Pendant ce temps, l’ancien ministre et candidat sur la liste du CPL-Tachnag, Élias Bou Saab, votait à Dhour el-Choueir, et son collègue Ibrahim Kanaan, à Jdeidé. Les banderoles aounistes orange étaient déployées tandis qu’on entendait dans de nombreux villages des chansons patriotiques dédiées au général Michel Aoun. À Baabdate, où il aura fallu attendre la fin de la messe pour voir les électeurs affluer, Nabil, 75 ans, s’aidait de sa canne pour arriver au bureau de vote. « Je viens voter pour l’avenir. Et pour le président Aoun. Nous votons aujourd’hui pour pouvoir rester au Liban. Parce que même à mon âge, si la situation ne s’améliore pas, nous pouvons quitter ce pays. Mais je veux croire en l’avenir, je garde espoir », affirme-t-il. À Beit-Méry, tôt le matin, Ghassan Moukheiber, candidat sur la même liste, a voté, suivi par Lina Moukheiber, candidate sur la liste opposée dirigée par les FL. « Je vote pour la première fois, a affirmé Roy, 26 ans, et je donnerai ma voix à Ghassan Moukheiber. C’est un député qui travaille comme il faut, qui participe aux commissions et aux séances parlementaires. »

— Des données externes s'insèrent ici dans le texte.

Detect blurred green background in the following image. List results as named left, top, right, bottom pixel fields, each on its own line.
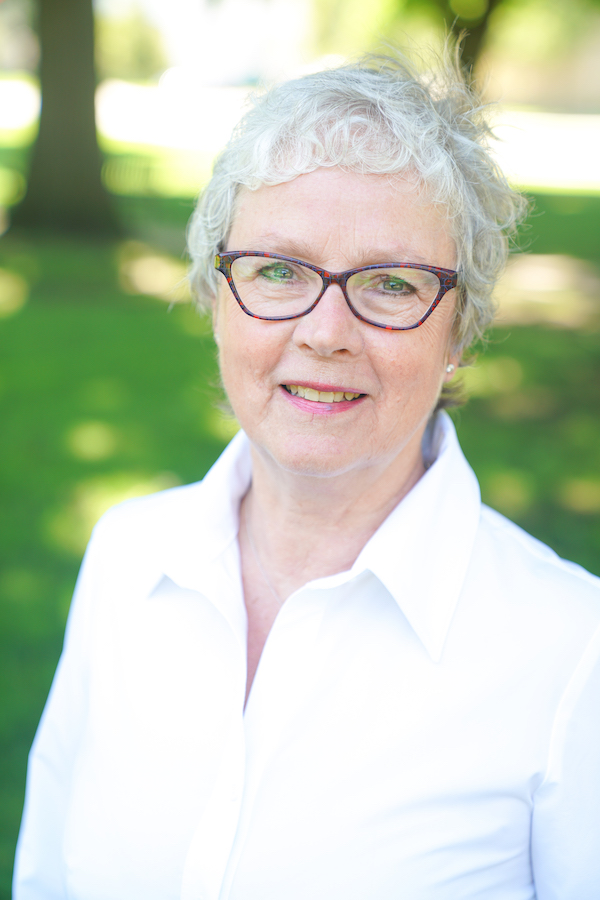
left=1, top=0, right=600, bottom=895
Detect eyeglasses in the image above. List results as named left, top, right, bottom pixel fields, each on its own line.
left=215, top=251, right=458, bottom=331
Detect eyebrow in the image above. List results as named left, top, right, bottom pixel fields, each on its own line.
left=235, top=234, right=432, bottom=268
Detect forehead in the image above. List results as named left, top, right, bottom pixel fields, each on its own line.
left=227, top=168, right=456, bottom=270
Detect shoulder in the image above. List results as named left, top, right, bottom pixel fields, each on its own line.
left=88, top=430, right=249, bottom=557
left=91, top=480, right=206, bottom=548
left=76, top=433, right=249, bottom=603
left=79, top=480, right=209, bottom=594
left=473, top=503, right=600, bottom=626
left=479, top=503, right=599, bottom=588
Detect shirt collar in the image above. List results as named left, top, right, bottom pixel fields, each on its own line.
left=354, top=412, right=481, bottom=662
left=159, top=413, right=480, bottom=662
left=159, top=430, right=251, bottom=593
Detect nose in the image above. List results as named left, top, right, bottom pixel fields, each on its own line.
left=291, top=283, right=364, bottom=358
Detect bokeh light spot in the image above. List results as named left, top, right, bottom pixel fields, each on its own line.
left=0, top=166, right=26, bottom=206
left=66, top=421, right=119, bottom=461
left=0, top=268, right=28, bottom=317
left=45, top=471, right=182, bottom=555
left=489, top=386, right=556, bottom=421
left=495, top=254, right=600, bottom=328
left=117, top=240, right=190, bottom=302
left=462, top=356, right=523, bottom=397
left=0, top=79, right=40, bottom=130
left=484, top=470, right=534, bottom=516
left=559, top=479, right=600, bottom=514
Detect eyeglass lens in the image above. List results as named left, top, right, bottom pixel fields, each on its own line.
left=230, top=256, right=441, bottom=327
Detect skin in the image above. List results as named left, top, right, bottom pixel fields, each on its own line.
left=212, top=167, right=460, bottom=704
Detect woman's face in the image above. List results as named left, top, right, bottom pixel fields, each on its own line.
left=213, top=167, right=459, bottom=480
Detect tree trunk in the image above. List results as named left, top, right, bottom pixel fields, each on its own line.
left=11, top=0, right=119, bottom=235
left=452, top=0, right=505, bottom=76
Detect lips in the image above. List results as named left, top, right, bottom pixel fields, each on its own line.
left=283, top=384, right=363, bottom=403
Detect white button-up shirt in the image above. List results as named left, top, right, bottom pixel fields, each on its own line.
left=14, top=413, right=600, bottom=900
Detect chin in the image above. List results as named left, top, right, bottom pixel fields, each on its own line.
left=262, top=434, right=366, bottom=479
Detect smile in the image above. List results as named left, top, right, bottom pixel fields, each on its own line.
left=283, top=385, right=363, bottom=402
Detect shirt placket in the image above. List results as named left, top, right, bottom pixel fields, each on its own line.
left=180, top=711, right=247, bottom=900
left=178, top=545, right=249, bottom=900
left=217, top=587, right=331, bottom=900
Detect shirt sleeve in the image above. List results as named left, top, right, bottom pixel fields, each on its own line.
left=12, top=520, right=105, bottom=900
left=531, top=624, right=600, bottom=900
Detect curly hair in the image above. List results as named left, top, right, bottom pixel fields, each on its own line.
left=187, top=44, right=526, bottom=406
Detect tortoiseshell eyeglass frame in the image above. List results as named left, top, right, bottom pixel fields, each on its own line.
left=214, top=251, right=459, bottom=331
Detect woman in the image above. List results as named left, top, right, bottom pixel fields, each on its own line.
left=14, top=50, right=600, bottom=899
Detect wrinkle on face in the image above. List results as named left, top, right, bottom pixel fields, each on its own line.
left=213, top=167, right=459, bottom=488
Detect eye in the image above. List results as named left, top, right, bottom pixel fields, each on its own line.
left=379, top=276, right=414, bottom=293
left=351, top=271, right=418, bottom=295
left=259, top=264, right=295, bottom=282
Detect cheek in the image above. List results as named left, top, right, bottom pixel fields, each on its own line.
left=217, top=306, right=290, bottom=401
left=369, top=322, right=451, bottom=403
left=375, top=330, right=447, bottom=376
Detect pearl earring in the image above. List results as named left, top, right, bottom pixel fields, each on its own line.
left=446, top=363, right=455, bottom=374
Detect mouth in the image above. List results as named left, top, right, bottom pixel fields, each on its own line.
left=283, top=384, right=364, bottom=403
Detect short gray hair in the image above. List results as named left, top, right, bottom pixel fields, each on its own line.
left=188, top=45, right=526, bottom=356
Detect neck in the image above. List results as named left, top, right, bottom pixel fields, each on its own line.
left=241, top=427, right=427, bottom=601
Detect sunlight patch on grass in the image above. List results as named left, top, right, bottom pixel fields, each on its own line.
left=117, top=240, right=190, bottom=302
left=492, top=111, right=600, bottom=193
left=96, top=79, right=250, bottom=153
left=0, top=78, right=40, bottom=130
left=102, top=150, right=211, bottom=198
left=487, top=385, right=557, bottom=421
left=461, top=356, right=523, bottom=397
left=483, top=470, right=535, bottom=517
left=65, top=421, right=119, bottom=462
left=0, top=165, right=26, bottom=206
left=0, top=267, right=28, bottom=317
left=495, top=255, right=600, bottom=328
left=44, top=471, right=182, bottom=556
left=558, top=479, right=600, bottom=514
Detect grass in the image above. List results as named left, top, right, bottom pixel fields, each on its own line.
left=1, top=190, right=599, bottom=897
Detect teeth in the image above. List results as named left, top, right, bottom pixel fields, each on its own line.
left=286, top=385, right=361, bottom=402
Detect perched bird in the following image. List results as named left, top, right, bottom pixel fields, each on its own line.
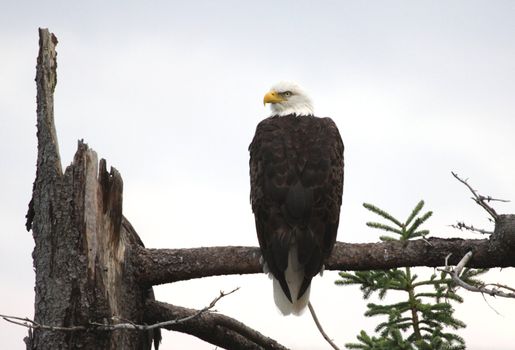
left=249, top=81, right=344, bottom=315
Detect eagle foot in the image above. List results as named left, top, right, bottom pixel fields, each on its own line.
left=259, top=255, right=272, bottom=277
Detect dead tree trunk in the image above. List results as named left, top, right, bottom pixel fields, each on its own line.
left=25, top=28, right=158, bottom=350
left=23, top=28, right=515, bottom=350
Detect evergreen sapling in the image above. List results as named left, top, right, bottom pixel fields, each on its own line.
left=336, top=201, right=487, bottom=350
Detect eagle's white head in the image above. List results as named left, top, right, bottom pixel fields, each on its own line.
left=263, top=81, right=314, bottom=117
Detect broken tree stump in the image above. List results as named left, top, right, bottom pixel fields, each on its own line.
left=25, top=28, right=159, bottom=350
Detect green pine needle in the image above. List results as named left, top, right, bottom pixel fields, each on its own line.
left=406, top=211, right=433, bottom=237
left=336, top=200, right=481, bottom=350
left=363, top=203, right=403, bottom=227
left=405, top=200, right=425, bottom=226
left=379, top=235, right=399, bottom=242
left=366, top=222, right=403, bottom=234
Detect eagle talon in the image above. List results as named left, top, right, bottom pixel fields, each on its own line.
left=260, top=256, right=271, bottom=276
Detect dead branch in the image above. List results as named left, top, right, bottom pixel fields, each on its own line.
left=91, top=288, right=239, bottom=331
left=308, top=302, right=340, bottom=350
left=451, top=172, right=509, bottom=221
left=440, top=252, right=515, bottom=299
left=144, top=300, right=289, bottom=350
left=484, top=283, right=515, bottom=294
left=1, top=315, right=87, bottom=332
left=451, top=222, right=493, bottom=235
left=1, top=288, right=239, bottom=333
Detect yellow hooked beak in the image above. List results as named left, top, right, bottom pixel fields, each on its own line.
left=263, top=90, right=285, bottom=106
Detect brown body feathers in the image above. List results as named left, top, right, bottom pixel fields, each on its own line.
left=249, top=114, right=344, bottom=306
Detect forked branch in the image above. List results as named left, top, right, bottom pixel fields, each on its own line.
left=144, top=300, right=289, bottom=350
left=452, top=172, right=509, bottom=221
left=440, top=252, right=515, bottom=299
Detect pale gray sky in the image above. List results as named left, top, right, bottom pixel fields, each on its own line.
left=1, top=1, right=515, bottom=349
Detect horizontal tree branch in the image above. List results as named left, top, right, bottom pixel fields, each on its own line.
left=144, top=300, right=289, bottom=350
left=135, top=245, right=261, bottom=285
left=135, top=236, right=515, bottom=287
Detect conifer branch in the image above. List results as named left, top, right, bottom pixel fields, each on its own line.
left=405, top=201, right=424, bottom=227
left=339, top=201, right=468, bottom=349
left=363, top=203, right=403, bottom=227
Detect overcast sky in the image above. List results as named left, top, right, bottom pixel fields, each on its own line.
left=1, top=1, right=515, bottom=349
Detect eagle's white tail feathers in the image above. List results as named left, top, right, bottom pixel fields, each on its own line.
left=272, top=244, right=311, bottom=316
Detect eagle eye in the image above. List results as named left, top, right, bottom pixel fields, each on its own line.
left=282, top=91, right=293, bottom=97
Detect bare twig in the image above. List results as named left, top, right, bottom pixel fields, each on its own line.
left=480, top=292, right=502, bottom=316
left=1, top=288, right=239, bottom=332
left=451, top=172, right=509, bottom=221
left=454, top=251, right=472, bottom=275
left=481, top=195, right=510, bottom=203
left=485, top=283, right=515, bottom=294
left=1, top=315, right=87, bottom=332
left=308, top=301, right=340, bottom=350
left=145, top=299, right=289, bottom=350
left=451, top=222, right=493, bottom=235
left=439, top=252, right=515, bottom=299
left=421, top=236, right=433, bottom=246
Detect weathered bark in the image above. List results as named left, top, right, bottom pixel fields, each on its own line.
left=134, top=246, right=263, bottom=286
left=26, top=28, right=159, bottom=350
left=134, top=233, right=515, bottom=286
left=490, top=214, right=515, bottom=255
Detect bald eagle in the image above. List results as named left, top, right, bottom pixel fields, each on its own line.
left=249, top=82, right=344, bottom=315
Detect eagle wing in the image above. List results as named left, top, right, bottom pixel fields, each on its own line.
left=249, top=115, right=344, bottom=302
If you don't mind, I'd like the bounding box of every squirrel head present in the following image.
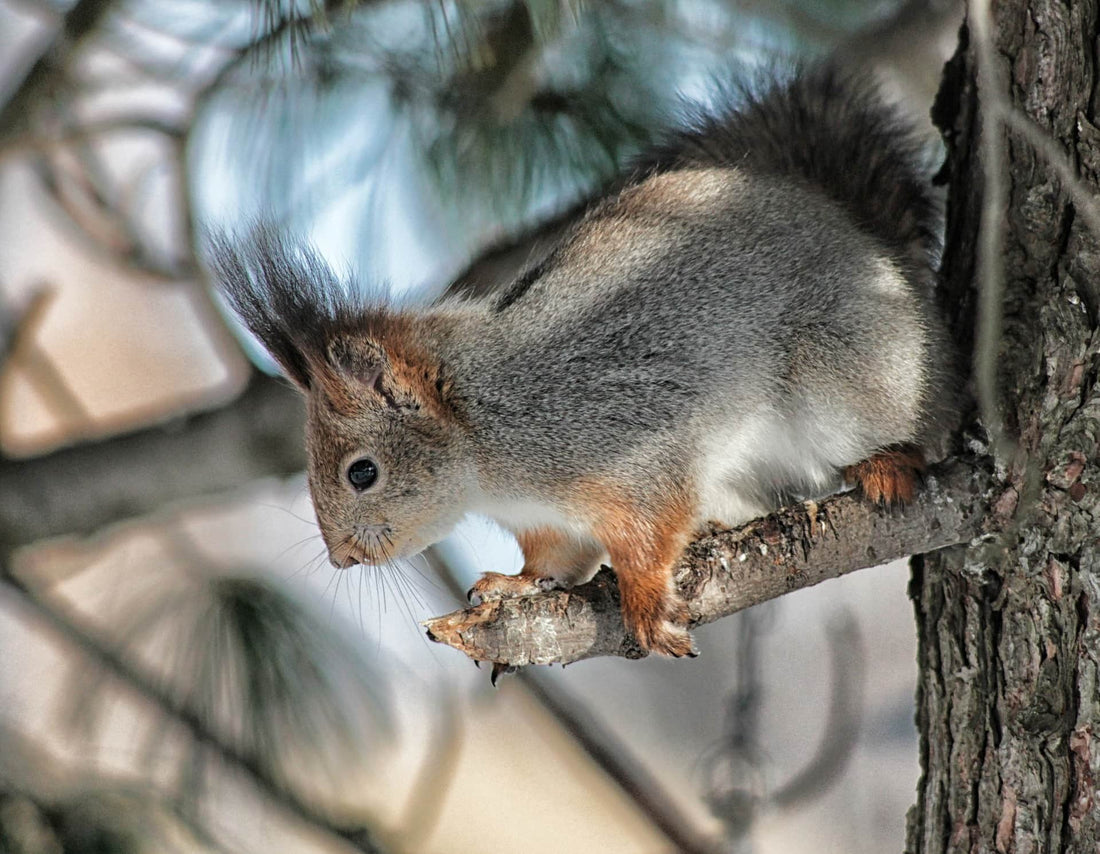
[302,327,474,566]
[206,226,473,567]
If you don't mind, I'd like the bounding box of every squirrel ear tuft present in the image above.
[262,337,313,392]
[202,225,343,393]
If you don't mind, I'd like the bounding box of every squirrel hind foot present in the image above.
[624,596,698,658]
[844,445,926,505]
[630,616,699,658]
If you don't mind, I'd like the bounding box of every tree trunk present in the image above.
[908,0,1100,851]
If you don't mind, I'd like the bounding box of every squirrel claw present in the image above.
[490,663,517,687]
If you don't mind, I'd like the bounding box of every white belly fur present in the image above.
[694,413,845,527]
[471,415,849,553]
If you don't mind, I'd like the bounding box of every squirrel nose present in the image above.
[330,541,367,569]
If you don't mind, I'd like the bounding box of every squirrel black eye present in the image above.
[346,458,378,491]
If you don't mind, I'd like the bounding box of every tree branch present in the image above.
[0,0,116,145]
[2,287,95,430]
[969,0,1012,458]
[423,457,996,666]
[0,116,187,163]
[0,373,304,553]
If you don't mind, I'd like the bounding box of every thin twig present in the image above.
[770,613,864,809]
[0,287,95,430]
[425,547,719,854]
[518,670,724,854]
[397,696,464,851]
[47,127,195,281]
[31,154,193,283]
[969,0,1013,460]
[701,605,771,840]
[0,117,186,163]
[1000,106,1100,241]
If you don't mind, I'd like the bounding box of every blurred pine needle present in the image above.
[64,571,391,811]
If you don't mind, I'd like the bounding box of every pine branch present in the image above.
[423,457,995,667]
[2,363,996,674]
[0,564,388,854]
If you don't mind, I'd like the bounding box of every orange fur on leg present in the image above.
[515,528,574,577]
[581,486,697,658]
[844,445,926,505]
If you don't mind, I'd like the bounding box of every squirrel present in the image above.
[208,65,959,659]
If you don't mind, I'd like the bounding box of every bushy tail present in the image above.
[644,64,941,275]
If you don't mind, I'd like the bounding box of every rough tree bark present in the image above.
[907,1,1100,851]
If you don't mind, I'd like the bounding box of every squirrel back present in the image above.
[492,64,957,451]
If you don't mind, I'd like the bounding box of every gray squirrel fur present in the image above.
[208,64,959,658]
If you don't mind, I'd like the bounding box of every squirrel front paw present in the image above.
[467,572,561,605]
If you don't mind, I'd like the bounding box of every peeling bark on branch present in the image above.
[424,458,995,666]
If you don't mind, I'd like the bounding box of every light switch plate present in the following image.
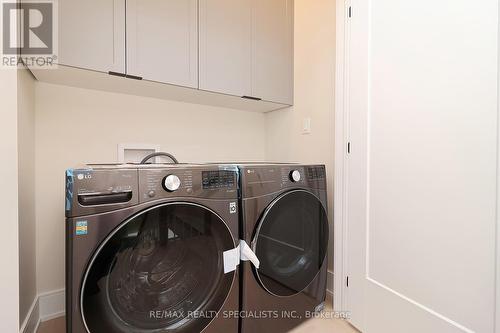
[302,117,311,134]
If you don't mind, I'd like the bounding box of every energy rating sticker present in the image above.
[76,221,88,235]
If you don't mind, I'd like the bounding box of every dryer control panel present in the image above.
[240,164,326,198]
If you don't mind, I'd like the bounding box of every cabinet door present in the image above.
[127,0,198,88]
[58,0,125,73]
[252,0,294,105]
[199,0,252,97]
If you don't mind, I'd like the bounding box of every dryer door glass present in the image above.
[81,203,235,333]
[253,190,329,297]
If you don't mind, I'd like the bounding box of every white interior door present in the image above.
[346,0,499,332]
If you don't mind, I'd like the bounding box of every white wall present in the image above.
[0,70,20,332]
[17,68,37,327]
[34,82,267,293]
[265,0,336,292]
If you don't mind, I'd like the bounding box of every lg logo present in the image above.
[2,1,54,55]
[77,173,92,181]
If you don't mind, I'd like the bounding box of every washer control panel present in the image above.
[290,170,302,182]
[202,170,236,189]
[163,174,181,192]
[139,167,238,202]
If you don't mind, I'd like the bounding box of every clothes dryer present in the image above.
[238,164,329,333]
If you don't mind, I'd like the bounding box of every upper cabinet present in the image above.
[199,0,253,97]
[36,0,294,112]
[58,0,125,73]
[199,0,294,104]
[252,0,294,105]
[126,0,198,87]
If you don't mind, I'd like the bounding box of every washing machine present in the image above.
[239,164,329,333]
[65,164,241,333]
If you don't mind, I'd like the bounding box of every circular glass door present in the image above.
[253,190,328,297]
[81,202,235,333]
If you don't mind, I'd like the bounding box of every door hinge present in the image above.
[347,142,351,154]
[348,6,352,18]
[346,276,349,287]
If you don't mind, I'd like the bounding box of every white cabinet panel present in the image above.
[58,0,125,73]
[252,0,293,105]
[52,0,292,111]
[126,0,198,88]
[199,0,294,104]
[199,0,252,97]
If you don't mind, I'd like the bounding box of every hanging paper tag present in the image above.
[223,244,240,274]
[239,240,260,269]
[223,240,260,274]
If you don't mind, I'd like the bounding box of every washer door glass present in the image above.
[82,203,235,333]
[253,190,328,297]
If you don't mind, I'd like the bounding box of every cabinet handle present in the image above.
[242,96,262,101]
[108,71,126,77]
[108,72,143,81]
[126,74,143,80]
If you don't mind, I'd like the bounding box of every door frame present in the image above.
[334,0,500,331]
[496,2,500,329]
[333,0,350,315]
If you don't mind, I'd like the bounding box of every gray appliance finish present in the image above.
[66,164,240,333]
[239,164,329,333]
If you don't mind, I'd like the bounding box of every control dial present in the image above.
[163,174,181,192]
[290,170,301,182]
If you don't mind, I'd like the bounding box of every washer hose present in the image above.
[140,152,179,164]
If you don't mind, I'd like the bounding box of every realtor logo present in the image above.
[3,1,53,54]
[1,0,57,68]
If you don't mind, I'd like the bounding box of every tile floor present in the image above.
[37,315,359,333]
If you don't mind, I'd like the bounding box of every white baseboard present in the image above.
[20,289,65,333]
[20,298,40,333]
[39,289,65,322]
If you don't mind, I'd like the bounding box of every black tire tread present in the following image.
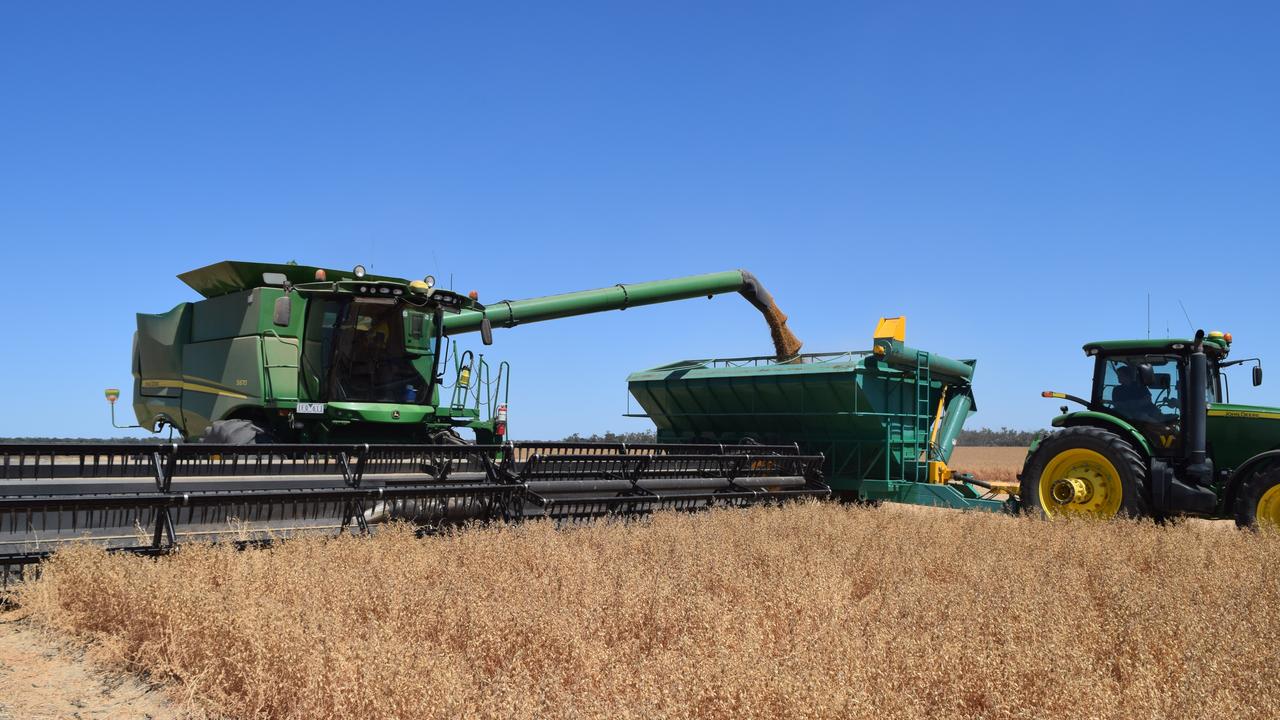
[1233,465,1280,529]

De son côté, Nicolas a espéré que ces législatives vont permettre de faire entrer dans l’hémicycle « de nouveaux visages ». « Je vote pour liste des FL car j’estime que c’est la liste qui rassemble le plus de candidats indépendants », a-t-il ajouté. Près de lui, une tente regroupant des partisans de Sarkis Sarkis, candidat sur la liste du CPL. « Nous avons besoin de députés comme Sarkis qui aide tous ceux qui frappent à sa porte », répétaient-ils.

À Sin el-Fil, dans la cour d’une école publique accueillant des bureaux de vote, une électrice exprimait un « ras-le-bol de la classe politique », tandis qu’une électrice handicapée peinait à monter les marches menant au bureau de vote. Sous une même tente, partisans du CPL, des FL et des Kataëb ont passé l’après-midi ensemble. « Nous sommes tous une même famille », a commenté à Mansourieh un représentant de la liste présidée par Michel el-Murr. « Quels que soient les résultats, nous féliciterons les gagnants. C’est la démocratie. Et c’est ce pluralisme qui caractérise la société chrétienne », a-t-il déclaré.


(Lire aussi : Les lenteurs du vote ont-elles fait ombrage à la liberté des législatives ?)



« Ressentiment à l’égard de Gebran Bassil »
Les partisans de Michel el-Murr étaient présents dans certaines localités plus que dans d’autres. L’ancien vice-président du Conseil avait voté à Bteghrine accompagné de son fils Élias, sous une pluie de roses et de riz. « La manière dont le CPL a essayé de se débarrasser de Michel el-Murr n’est pas éthique », assurait également Raja, un de ses partisans à Beit-Méry. À Jdeidé, de nombreux Arabes naturalisés votaient également en faveur de cette liste. De nombreux chiites aussi, comme Mona, qui a fait l’éloge d’un « homme modéré ». « Nous sommes des chiites du Metn qui avons souvent voté pour des partis chrétiens, mais cet homme au passé historique mérite de gagner. » Son cousin, Tarek, a pour sa part voté pour Murr par « ressentiment à l’égard de Gebran Bassil », chef du CPL. « Je suis partisan du mouvement Amal et Nabih Berry veut que ses 5 000 partisans au Metn soutiennent Michel el-Murr », a-t-il encore dit.

Près de lui, Fatmé, une octogénaire, se plaignait de devoir attendre plus de 2 heures pour voter avant de se ressaisir. « Cheikh Saad lui-même a attendu pour voter à Beyrouth, qui suis-je pour me plaindre ? » a-t-elle dit, avant d’affirmer que cette nouvelle loi « est chaotique car elle ne permet pas le panachage ».

La journée s’était déroulée sans problèmes majeurs, même si certains électeurs âgés ont dû souvent recevoir des instructions concernant le processus de vote de la part des présidents des bureaux. À Bourj Hammoud, où la plupart des électeurs votaient pour le Tachnag, une dispute a éclaté en fin de journée avec une journaliste d’al-Jadeed qui avait fait une remarque désobligeante au président d’un bureau de vote. Peu nombreux, les partisans de la société civile essayaient encore de convaincre certains électeurs indécis. Dana, 21 ans, votait pour la liste Koullouna Watani. « Même mes parents vont voter pour la société civile aujourd’hui. En tant que jeunes, nous n’avons pas d’avenir. Les jeunes émigrent parce qu’il n’y a pas de travail, et quand il y en a, les salaires sont médiocres. Il est temps de changer et d’essayer de nouveaux candidats », a-t-elle souligné.